Uno
Esa era la última vez que vería a Yúrico. Estaba convencido de ello camino al Ryo de Hino Motors, dispuesto a recoger mis cosas y salir de ese lugar para nunca más volver. Treinta peruanos provenientes de todas las ciudades habíamos sido corridos por el pequeño hombre recio y pelado que fungía de gerente general devolviendo uno a uno nuestros pasaportes y mostrándonos con cortesía, pero con más indiferencia la salida de la gran empresa japonesa y todos a la calle, desde ese momento sin un lugar donde dormir y comer y finalmente, cada uno vería que hacer con su propio destino. Muchos recuerdos afloraron entonces, recorriendo las calles de esa vieja y apacible ciudad japonesa cuyas calles estaban desiertas a esas horas de la mañana.
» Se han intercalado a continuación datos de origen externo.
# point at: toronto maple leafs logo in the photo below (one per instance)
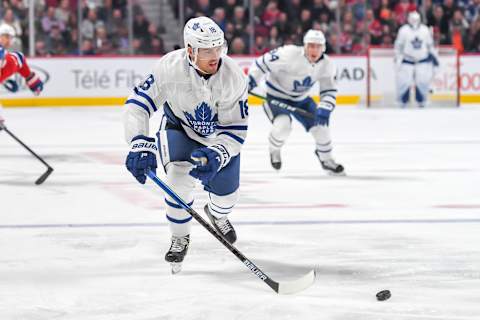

Como aquélla, todas las pequeñas ciudades japonesas que rodean los cinturones industriales en los suburbios de Tokio se convierten en insondables desiertos en medio de un agobiante horario laboral: interminables líneas de producción atestadas de obreros de todo el mundo; negocios y oficinas de imposibles rascacielos que bullen de hombres y mujeres luchando en pos de metas capitalistas impostergables; el calor subtropical que todo lo captura haciendo sucumbir disciplinadamente a todo ser viviente en su propia trampa oriental. Y nosotros, mucho menos que una estadística en la fuerza laboral japonesa.
Dos
Corría un viento fuerte que arañaba el rostro con furia y el calor insoportable de ese verano del noventiuno golpeaba nuestras cabezas con sus impensables cuarentidos grados centígrados. Abordé el densha de Hamura con destino a Higashi Ome, que también estaba desierto: pasaron ante mis ojos raudas las mismas casas de siempre, pequeñas villas y sembríos de arroz atacados por avecillas silvestres y uno que otro niño jugueteando ajeno, muy ajeno a mi existencia. Los minutos de ese corto recorrido se hicieron interminables y vaporosos, en medio de un desconcierto de recuerdos de mi casa y familia en Lima y yo allí, absolutamente solo en medio de la nada a miles de kilómetros de distancia.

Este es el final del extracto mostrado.